– Не обращай внима-внимания, – профессиональной скороговоркой бормочет Илья-Майер, – этот педик зарисовывает прямой эфир. Такая у него ра-бо-та.
Бурый кладёт мне свою ладонь на плечо и притягивает к себе, будто отбирая у Ильи-Майер. Касание пахнет масляными красками. Голосом розового цвета Бурый сообщает мне в левое ухо:
– Он подсматривал, как ты трахаешь его жену.
Я обнимаю Эву, такую приятную, такую родную.
Податливую, отзывчивую моим жадным ласкам.
Я чувствую, как бьётся её сердце. Я не могу надышаться её сладостным запахом. Я целую её точёное лицо, трогаю её волосы, мну её ладони, сжимаю её грудь, трогаю её бёдра, трогаю, трогаю, трогаю её всю.
Это одна из наших последних встреч.
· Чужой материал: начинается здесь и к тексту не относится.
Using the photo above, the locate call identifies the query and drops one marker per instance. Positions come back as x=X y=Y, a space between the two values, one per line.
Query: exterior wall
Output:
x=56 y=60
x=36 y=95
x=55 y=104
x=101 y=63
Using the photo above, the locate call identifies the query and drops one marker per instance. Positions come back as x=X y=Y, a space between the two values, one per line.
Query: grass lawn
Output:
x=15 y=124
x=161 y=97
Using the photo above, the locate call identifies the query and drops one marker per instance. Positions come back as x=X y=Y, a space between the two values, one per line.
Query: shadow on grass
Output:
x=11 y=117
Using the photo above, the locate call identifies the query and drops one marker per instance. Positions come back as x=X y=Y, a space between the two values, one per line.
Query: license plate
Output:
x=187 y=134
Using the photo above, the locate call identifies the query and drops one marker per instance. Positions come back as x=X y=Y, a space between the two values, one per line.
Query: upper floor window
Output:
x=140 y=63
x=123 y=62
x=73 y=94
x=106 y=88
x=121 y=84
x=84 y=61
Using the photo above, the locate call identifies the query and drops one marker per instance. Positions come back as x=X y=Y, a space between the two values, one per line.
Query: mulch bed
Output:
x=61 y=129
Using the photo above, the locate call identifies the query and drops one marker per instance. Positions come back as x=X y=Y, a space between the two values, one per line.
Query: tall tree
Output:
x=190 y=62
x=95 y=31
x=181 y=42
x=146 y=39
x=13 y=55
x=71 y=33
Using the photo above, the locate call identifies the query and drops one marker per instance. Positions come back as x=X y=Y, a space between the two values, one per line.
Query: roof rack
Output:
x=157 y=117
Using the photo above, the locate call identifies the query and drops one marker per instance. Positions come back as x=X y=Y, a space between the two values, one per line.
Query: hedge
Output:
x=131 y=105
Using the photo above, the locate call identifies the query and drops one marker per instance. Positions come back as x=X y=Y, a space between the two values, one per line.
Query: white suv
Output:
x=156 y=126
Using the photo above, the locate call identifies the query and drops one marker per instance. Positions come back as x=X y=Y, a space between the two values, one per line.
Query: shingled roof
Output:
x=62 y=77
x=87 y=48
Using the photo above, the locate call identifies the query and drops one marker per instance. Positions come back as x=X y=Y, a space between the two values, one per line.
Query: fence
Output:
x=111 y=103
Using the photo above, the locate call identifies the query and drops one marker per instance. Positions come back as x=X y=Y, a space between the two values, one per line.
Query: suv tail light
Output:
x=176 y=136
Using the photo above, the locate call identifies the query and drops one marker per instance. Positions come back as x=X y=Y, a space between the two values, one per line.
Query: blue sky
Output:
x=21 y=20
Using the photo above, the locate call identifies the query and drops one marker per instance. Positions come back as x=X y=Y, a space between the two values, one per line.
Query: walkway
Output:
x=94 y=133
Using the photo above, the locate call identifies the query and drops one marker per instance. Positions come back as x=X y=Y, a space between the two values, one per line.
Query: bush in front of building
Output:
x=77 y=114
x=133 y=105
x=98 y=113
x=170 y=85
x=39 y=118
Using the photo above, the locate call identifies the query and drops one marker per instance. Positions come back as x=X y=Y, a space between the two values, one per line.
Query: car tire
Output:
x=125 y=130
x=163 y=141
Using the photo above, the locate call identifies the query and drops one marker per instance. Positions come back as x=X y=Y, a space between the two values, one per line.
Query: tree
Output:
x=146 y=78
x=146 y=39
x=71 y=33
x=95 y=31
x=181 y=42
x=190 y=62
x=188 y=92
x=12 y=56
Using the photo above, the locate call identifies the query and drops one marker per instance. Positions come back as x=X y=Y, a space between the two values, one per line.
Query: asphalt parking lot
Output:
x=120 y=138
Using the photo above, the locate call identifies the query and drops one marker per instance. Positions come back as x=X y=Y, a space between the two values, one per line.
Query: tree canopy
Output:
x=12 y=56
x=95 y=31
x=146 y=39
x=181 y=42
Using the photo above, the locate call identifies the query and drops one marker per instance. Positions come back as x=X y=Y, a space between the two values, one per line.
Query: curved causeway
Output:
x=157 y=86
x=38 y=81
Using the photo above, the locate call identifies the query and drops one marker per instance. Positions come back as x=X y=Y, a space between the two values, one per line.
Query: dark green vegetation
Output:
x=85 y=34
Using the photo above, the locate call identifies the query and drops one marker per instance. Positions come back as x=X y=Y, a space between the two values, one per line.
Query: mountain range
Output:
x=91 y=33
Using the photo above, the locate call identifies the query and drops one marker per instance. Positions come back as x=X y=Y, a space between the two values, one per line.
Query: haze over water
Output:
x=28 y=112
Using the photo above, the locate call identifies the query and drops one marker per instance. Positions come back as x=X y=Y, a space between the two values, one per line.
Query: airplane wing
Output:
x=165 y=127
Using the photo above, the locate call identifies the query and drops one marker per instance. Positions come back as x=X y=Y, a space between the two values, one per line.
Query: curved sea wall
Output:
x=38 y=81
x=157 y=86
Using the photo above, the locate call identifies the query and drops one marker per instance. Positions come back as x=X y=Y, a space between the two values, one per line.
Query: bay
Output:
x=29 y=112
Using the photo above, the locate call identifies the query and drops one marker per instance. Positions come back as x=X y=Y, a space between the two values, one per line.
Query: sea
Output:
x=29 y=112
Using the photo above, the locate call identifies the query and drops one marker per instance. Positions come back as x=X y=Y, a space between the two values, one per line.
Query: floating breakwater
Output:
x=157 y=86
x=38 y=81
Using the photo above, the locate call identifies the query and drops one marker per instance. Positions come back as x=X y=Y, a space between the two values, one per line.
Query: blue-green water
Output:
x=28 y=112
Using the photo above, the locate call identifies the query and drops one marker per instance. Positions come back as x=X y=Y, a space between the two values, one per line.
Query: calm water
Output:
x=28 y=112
Мне не хочется терять её, хоть я и понимаю, что никогда и не обладал ею полностью.
Мы лежим в полной тишине, обнявшись, без движения.
Молча.
Через долгое время она шепчет мне прямо в ухо, приятным шёпотом, касаясь своими мягкими губами:
– Мне так с тобой… Спокойно…
11. Я открываю глаза
Я открываю глаза. Отрываю приклеенный ко лбу сиреневый квадратный стикер. На нём напоминание, что съёмки у Бурого начнутся уже через неделю (ДД:ММ:ГГГГ ЧЧ:ММ). На нём также размашисто уверенное: «заряди телефон».
Хочется пить. Но сил встать нет. Их хватает на просто лежать, распластавшись и листая ленты социальных сетей на почти разряженном телефоне. Возникает искреннее ощущение, что я сейчас умру. Я пишу Эве, воодушевлённый таким ощущением: «Ты здесь надолго?».
Она, прочитав спустя бесконечность, молчит.